After my long session with Alan, at least 90 minutes, I explored the old factory complex, designed in 1915 by Albert Kahn. He’d explained that its first use was as a carriage-making factory, the entire complex, then with the rise of the automobile, it converted to making car bodies, not Fisher, but something equivalent. After other iterations, it now houses more than 140 tenants, mostly artists and craftspeople. I discovered 2 cars cut in half and affixed to walls. I discovered faces made of scrap metal. I discovered a set of words that resonated with me. (I hope to use them somehow, maybe transcribed as a footer or added to a display.) I discovered long hallways, mostly empty. I did not penetrate any studios so what’s behind the doors and walls remains a mystery to me.
Alan gave me more leads including the CEO of Quicken who apparently invests in a socially wise manner. And Whole Foods, committing to the city, a true outpost in the realm of food. (For lunch yesterday from Whole Foods I gobbled down a chocolate chip scone, with milk, heated. I—and I presume many others—cannot survive without my daily consumption of spiffy food. Good bread in particular. And chocolate chip anything. Also peanut butter without sugar, chunky style.)
As usual finding the place presented problems. But the roaming brought me into new zones where I might return to pursue my sub theme of industrial landscape.

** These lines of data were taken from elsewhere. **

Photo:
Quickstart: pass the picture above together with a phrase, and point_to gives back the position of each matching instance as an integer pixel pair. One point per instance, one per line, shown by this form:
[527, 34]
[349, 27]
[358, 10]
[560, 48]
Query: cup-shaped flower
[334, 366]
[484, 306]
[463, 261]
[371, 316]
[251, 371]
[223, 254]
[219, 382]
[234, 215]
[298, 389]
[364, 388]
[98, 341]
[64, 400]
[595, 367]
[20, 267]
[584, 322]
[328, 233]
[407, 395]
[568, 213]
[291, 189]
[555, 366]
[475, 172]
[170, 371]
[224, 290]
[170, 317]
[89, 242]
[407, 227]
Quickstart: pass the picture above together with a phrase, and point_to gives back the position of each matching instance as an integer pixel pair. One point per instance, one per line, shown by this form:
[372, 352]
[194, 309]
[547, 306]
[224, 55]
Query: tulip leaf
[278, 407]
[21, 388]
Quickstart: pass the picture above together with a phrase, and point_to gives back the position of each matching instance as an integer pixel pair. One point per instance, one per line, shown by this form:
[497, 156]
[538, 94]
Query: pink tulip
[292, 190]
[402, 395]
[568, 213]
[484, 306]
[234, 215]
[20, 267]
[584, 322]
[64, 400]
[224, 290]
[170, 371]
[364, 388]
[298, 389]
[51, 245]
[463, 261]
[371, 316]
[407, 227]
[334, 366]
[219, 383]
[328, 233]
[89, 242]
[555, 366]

Reminding me that I temporarily live in Detroit in a relatively tough neighborhood, out my window yesterday early evening I noticed a heavy woman walking on the opposite sidewalk, apparently tracked by someone in a car. The driver pulled into a driveway to block her, left the car, and walked hurriedly to her. Is this a case of domestic violence unfolding before my eyes? I mused. He confronted her, held her. Because of the distance I couldn’t quite make out the tone. I picked up my phone and thought I might immediately phone 911 to report the incident as it unfolded—let the cops handle the situation. Then a succeeding and perhaps much wiser thought occurred: monitor the situation, outside where he can see me, with phone in hand. Deliberately banging my door, I stood conspicuously on the porch, phone in hand, and observed. He seemed to notice me. From confrontation the mood seemed to change to reconciliation. Another woman cracked open the rear door of the car and shouted something to the couple. He held her, this time maybe lovingly, and escorted her back to the car. No violence that I detected. And they drove off. All three were African-Americans.
What was the true story? Would he harm her later? Should I have intervened more forcibly, either by phoning the cops or walking into the scene? How much risk would that entail? To me and to the woman? Should I have brought my camera, as another form of intervention, not necessarily to use it, but to be ready to use it?